Little Massingham House
- WRENN ID
- woven-pillar-vermeil
- Grade
- II
- Local Planning Authority
- King0s Lynn and West Norfolk
- Country
- England
- Date first listed
- 13 April 1987
- Type
- Country house
- Source
- Historic England listing
Description
Little Massingham House is a country house built between 1904 and 1905 by architects Edmund Wimperis and Best for Mrs E.W. Birkbeck. The house is constructed of English bond red brick with rubbed brick and Ancaster stone dressings, topped with red Broseley tiled roofs. It has two storeys with attics and features seven bays on both the east and south facades. The design is in the style of around 1714 and was influenced by the owner's desire to replicate the design and character of an existing Georgian house in the same county, specifically Bixley Hall, which was visited by architects and clients in 1904 before its demolition.

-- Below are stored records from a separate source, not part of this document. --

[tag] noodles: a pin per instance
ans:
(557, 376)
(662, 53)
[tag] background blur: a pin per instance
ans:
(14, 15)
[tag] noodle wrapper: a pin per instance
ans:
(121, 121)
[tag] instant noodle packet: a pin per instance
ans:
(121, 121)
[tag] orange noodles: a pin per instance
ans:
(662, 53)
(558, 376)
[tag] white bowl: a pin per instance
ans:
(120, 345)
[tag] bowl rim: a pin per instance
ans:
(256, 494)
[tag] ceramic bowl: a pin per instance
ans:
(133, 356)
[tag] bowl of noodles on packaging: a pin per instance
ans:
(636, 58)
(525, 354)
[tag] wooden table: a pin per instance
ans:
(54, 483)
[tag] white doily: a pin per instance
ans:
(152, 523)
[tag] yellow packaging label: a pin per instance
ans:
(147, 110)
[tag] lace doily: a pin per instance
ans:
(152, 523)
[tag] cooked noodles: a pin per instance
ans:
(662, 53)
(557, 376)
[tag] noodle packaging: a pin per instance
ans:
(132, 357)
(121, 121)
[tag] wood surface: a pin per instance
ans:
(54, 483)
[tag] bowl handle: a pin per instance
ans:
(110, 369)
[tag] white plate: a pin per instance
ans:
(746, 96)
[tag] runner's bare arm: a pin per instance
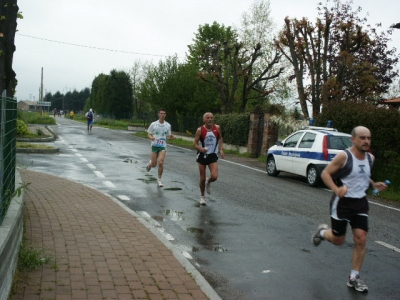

The east entrance facade has three central advanced bays flanked by two recessed two-bay wings. The center features two ground floor and two first floor two-pane width sashes, along with a central first floor three-pane sash. There is a central pedimented drafted stone doorcase with a panelled door and fanlight. The wings contain two ground floor sashes and one first floor sash, with one blocked window. All windows are sashes with glazing bars set under flat rubbed brick arches. A first floor plat-band and wooden modillion cornice at the eaves continue into a central pediment. There are two segmental-headed sashed dormers and one pediment-arched headed sash, along with two ridge stacks.
The south garden front features two bay advanced wings and a three bay recessed center with a hooded stone doorcase and two ridge stacks. There is a single storey colonnaded loggia and a pilastered garden room with a semi-circular lunette in the gable. Single storey service areas are located at the west and north sides of the house. The building was constructed alongside stables and a lodge at a cost of £7,624, with Cubitt and Gotts of Ipswich as the builders and carving work done by Jago of London. The contemporary garden layout includes two avenues of pate d'oie to the south.